6/10
Sylvia/Sylvester
20 January 2011
Warning: Spoilers
If one can believe it, "Sylvia Scarlett" was director George Cukor's favorite film. His reasoning has to do more with the fun he, and the crew, were having, rather than what comes out in the movie. Watching again, after not seeing it for some time, the film appears not to have aged gracefully, in spite of the remastered DVD of the original 1935 RKO production.

The action takes place in more naive times, something that is hard to believe today's audiences would respond to the basic premise of the film. We are asked to believe that Sylvia comes to London impersonating a young man, following a good for nothing father. Jimmy Monkley, the man Henry Scarlett meets on board, turns out to be a rat in disguise trying to cash on illegal smuggling into England.

Monk, as Jimmy is called, is instrumental in getting Sylvester and Henry into all kinds of schemes that do not produce the money they live to survive. Monk decides to team with an old flame, Maudie, and tour the countryside in a sort of ill-conceived vaudeville act. The inane attempts of the quartet to amuse the local gentry signals the end of the group, but fate intervenes in the person of Michael Fane, who takes a fancy to Sylvia, when she throws away her Sylvester disguise.
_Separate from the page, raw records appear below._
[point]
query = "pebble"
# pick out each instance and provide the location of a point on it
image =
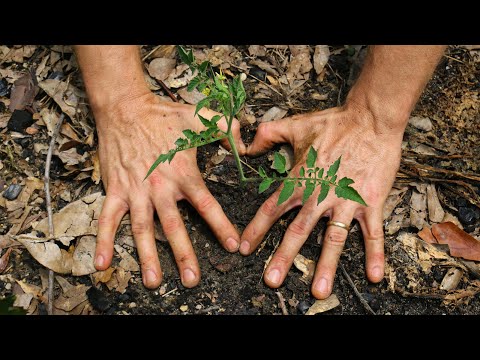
(97, 299)
(20, 120)
(303, 306)
(12, 192)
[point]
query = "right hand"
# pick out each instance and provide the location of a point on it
(130, 139)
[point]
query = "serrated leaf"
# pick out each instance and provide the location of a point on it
(189, 134)
(309, 187)
(264, 185)
(323, 193)
(287, 191)
(205, 121)
(279, 162)
(332, 170)
(301, 173)
(193, 83)
(349, 193)
(344, 182)
(262, 172)
(311, 157)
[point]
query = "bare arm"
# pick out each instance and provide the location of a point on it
(367, 132)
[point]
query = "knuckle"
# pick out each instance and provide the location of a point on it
(141, 227)
(336, 238)
(298, 228)
(170, 224)
(205, 203)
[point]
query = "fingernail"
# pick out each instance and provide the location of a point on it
(99, 261)
(322, 285)
(232, 244)
(273, 276)
(244, 247)
(188, 276)
(150, 277)
(377, 272)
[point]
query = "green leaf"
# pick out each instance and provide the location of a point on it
(344, 182)
(181, 142)
(334, 168)
(264, 185)
(279, 162)
(186, 57)
(193, 83)
(311, 157)
(323, 193)
(262, 172)
(349, 193)
(310, 186)
(287, 191)
(205, 121)
(189, 134)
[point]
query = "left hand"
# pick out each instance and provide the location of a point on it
(370, 151)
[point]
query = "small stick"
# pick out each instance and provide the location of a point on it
(46, 180)
(167, 90)
(282, 303)
(360, 297)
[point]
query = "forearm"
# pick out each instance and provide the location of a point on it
(392, 80)
(111, 74)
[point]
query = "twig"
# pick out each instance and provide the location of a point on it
(211, 308)
(360, 297)
(167, 90)
(282, 303)
(46, 179)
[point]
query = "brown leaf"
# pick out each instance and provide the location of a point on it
(426, 235)
(435, 210)
(23, 92)
(320, 306)
(161, 68)
(459, 242)
(418, 207)
(83, 256)
(4, 260)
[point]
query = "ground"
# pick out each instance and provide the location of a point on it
(231, 283)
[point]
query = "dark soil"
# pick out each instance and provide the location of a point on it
(233, 284)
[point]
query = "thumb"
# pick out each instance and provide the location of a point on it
(269, 134)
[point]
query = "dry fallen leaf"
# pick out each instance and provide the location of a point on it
(160, 68)
(77, 218)
(320, 306)
(460, 243)
(306, 266)
(128, 262)
(83, 256)
(435, 210)
(418, 207)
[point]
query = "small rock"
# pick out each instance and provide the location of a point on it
(20, 120)
(12, 192)
(258, 73)
(421, 123)
(468, 215)
(98, 299)
(303, 306)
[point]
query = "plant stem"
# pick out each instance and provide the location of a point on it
(231, 141)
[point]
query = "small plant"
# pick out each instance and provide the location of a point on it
(228, 97)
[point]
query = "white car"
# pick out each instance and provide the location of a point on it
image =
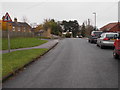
(106, 39)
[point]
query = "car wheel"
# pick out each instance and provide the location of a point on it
(115, 55)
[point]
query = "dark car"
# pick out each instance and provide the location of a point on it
(116, 52)
(94, 36)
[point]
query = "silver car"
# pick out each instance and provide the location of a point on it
(106, 39)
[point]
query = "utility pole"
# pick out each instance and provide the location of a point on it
(95, 19)
(119, 11)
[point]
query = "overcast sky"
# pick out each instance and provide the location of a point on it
(36, 12)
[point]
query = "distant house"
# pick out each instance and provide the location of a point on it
(41, 32)
(111, 27)
(16, 26)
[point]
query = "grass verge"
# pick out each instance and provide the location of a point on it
(21, 43)
(17, 59)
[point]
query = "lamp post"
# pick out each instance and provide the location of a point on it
(95, 19)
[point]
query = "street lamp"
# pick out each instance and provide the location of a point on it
(95, 19)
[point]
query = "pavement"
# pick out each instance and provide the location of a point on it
(73, 63)
(47, 45)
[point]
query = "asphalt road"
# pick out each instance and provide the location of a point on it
(73, 63)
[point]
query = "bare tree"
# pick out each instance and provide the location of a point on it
(24, 19)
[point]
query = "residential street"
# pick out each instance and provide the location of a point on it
(73, 63)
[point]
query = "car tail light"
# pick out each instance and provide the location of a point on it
(106, 39)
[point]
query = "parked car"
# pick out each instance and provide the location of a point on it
(106, 39)
(94, 36)
(116, 52)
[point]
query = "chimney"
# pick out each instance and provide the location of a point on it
(15, 19)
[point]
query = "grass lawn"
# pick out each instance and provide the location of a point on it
(14, 60)
(21, 42)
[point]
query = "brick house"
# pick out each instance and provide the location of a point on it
(111, 27)
(16, 26)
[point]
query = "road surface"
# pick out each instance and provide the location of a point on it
(73, 63)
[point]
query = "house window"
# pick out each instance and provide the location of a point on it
(18, 28)
(13, 28)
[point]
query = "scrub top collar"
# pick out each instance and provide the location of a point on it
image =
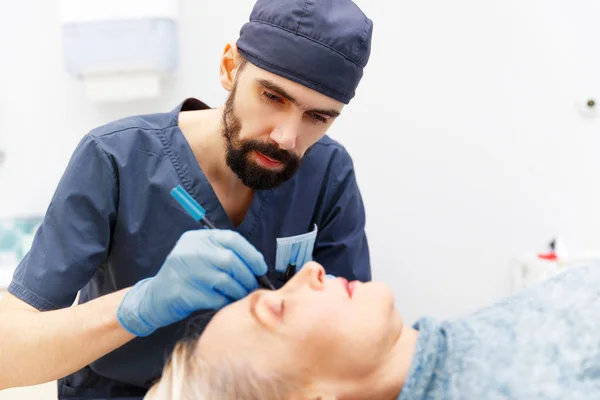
(196, 183)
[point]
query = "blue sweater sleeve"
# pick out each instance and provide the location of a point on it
(74, 237)
(540, 343)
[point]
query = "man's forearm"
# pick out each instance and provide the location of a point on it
(38, 347)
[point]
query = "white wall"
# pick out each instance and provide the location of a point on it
(465, 134)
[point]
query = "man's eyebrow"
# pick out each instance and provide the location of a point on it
(279, 90)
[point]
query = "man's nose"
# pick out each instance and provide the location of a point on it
(285, 134)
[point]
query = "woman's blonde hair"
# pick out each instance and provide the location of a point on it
(188, 376)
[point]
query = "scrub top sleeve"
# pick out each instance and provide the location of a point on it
(341, 245)
(74, 237)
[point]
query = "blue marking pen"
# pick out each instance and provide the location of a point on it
(197, 212)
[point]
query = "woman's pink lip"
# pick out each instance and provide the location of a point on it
(269, 162)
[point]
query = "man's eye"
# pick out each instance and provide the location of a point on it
(319, 118)
(271, 97)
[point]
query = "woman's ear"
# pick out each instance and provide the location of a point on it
(269, 309)
(230, 61)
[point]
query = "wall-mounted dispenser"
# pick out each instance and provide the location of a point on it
(120, 50)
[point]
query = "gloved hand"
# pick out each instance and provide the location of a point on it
(207, 269)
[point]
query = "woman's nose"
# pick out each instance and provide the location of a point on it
(312, 274)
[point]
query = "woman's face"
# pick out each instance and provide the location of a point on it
(326, 331)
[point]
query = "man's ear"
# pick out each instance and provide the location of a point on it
(230, 62)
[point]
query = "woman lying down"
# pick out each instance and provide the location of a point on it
(318, 338)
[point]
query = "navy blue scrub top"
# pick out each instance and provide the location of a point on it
(112, 222)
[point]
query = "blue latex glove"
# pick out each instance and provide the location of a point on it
(207, 269)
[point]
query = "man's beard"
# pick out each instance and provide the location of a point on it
(238, 154)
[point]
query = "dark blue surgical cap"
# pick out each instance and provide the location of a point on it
(321, 44)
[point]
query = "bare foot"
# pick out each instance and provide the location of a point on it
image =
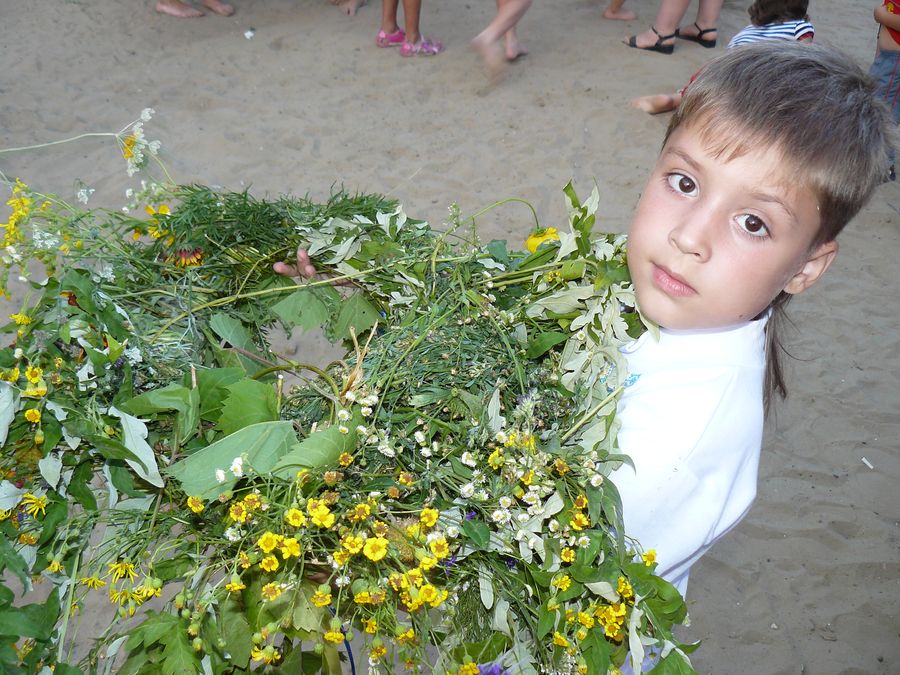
(619, 15)
(513, 48)
(177, 8)
(349, 7)
(657, 103)
(219, 7)
(648, 39)
(492, 55)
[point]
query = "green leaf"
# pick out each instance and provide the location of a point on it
(262, 445)
(319, 449)
(307, 307)
(248, 402)
(544, 342)
(356, 313)
(477, 532)
(236, 632)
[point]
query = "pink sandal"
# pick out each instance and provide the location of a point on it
(423, 47)
(390, 39)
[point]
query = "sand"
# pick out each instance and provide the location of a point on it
(808, 583)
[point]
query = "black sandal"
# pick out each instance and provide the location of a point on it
(698, 38)
(658, 46)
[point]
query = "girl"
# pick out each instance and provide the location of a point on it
(771, 20)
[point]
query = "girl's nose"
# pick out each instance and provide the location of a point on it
(692, 235)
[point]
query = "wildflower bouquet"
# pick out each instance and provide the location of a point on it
(438, 497)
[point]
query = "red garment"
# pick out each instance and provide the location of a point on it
(893, 8)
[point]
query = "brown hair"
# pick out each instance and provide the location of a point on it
(819, 109)
(775, 11)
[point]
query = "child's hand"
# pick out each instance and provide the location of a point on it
(303, 268)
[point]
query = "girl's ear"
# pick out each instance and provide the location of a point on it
(815, 266)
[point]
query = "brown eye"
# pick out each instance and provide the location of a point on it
(682, 184)
(752, 225)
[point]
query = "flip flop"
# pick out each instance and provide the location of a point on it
(423, 47)
(698, 38)
(394, 39)
(658, 46)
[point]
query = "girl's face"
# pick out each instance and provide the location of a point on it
(714, 241)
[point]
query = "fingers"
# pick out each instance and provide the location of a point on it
(304, 267)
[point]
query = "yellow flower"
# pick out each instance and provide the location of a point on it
(359, 512)
(295, 517)
(334, 637)
(20, 319)
(538, 237)
(290, 547)
(375, 548)
(624, 589)
(34, 504)
(353, 543)
(559, 639)
(268, 541)
(429, 517)
(440, 548)
(272, 591)
(121, 569)
(563, 582)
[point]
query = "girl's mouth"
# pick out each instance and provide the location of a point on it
(671, 284)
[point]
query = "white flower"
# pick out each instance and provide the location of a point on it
(237, 467)
(500, 515)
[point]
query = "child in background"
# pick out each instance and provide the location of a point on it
(773, 151)
(771, 20)
(886, 66)
(775, 147)
(615, 12)
(410, 41)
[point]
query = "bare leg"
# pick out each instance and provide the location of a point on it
(177, 8)
(219, 7)
(707, 17)
(487, 42)
(616, 13)
(411, 11)
(657, 103)
(389, 16)
(669, 16)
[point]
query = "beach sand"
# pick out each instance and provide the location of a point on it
(809, 581)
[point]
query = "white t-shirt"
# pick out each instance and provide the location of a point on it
(692, 423)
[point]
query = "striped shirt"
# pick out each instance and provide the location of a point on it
(797, 29)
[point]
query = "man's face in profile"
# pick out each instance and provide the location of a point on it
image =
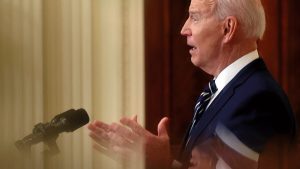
(204, 33)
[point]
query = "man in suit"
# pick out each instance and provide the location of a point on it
(243, 97)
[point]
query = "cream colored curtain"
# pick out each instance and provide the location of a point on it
(62, 54)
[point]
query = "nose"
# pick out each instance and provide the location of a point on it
(185, 30)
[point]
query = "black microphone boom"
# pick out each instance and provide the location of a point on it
(48, 132)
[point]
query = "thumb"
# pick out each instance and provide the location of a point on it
(134, 118)
(162, 127)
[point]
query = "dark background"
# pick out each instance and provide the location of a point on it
(173, 83)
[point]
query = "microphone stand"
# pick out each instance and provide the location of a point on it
(39, 134)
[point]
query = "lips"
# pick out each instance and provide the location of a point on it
(193, 49)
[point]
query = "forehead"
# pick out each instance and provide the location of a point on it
(202, 6)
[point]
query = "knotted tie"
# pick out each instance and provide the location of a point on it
(202, 103)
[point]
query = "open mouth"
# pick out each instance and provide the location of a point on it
(193, 48)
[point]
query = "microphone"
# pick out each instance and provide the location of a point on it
(48, 132)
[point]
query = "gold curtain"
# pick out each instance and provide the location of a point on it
(62, 54)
As a comedy, "Sylvia Scarlett" was perhaps a naughty idea of the creators that probably did not get the audience it went after. Katherine Hepburn, deemed box-office poison, has some good moments in the comedy. A cockney speaking Cary Grant shows why he was going to go far in his American career. Others in the film include Brian Aherne, Dennie Moore, and Edmund Gwenn. George Cukor direction cannot hide the problems with the screen treatment it got.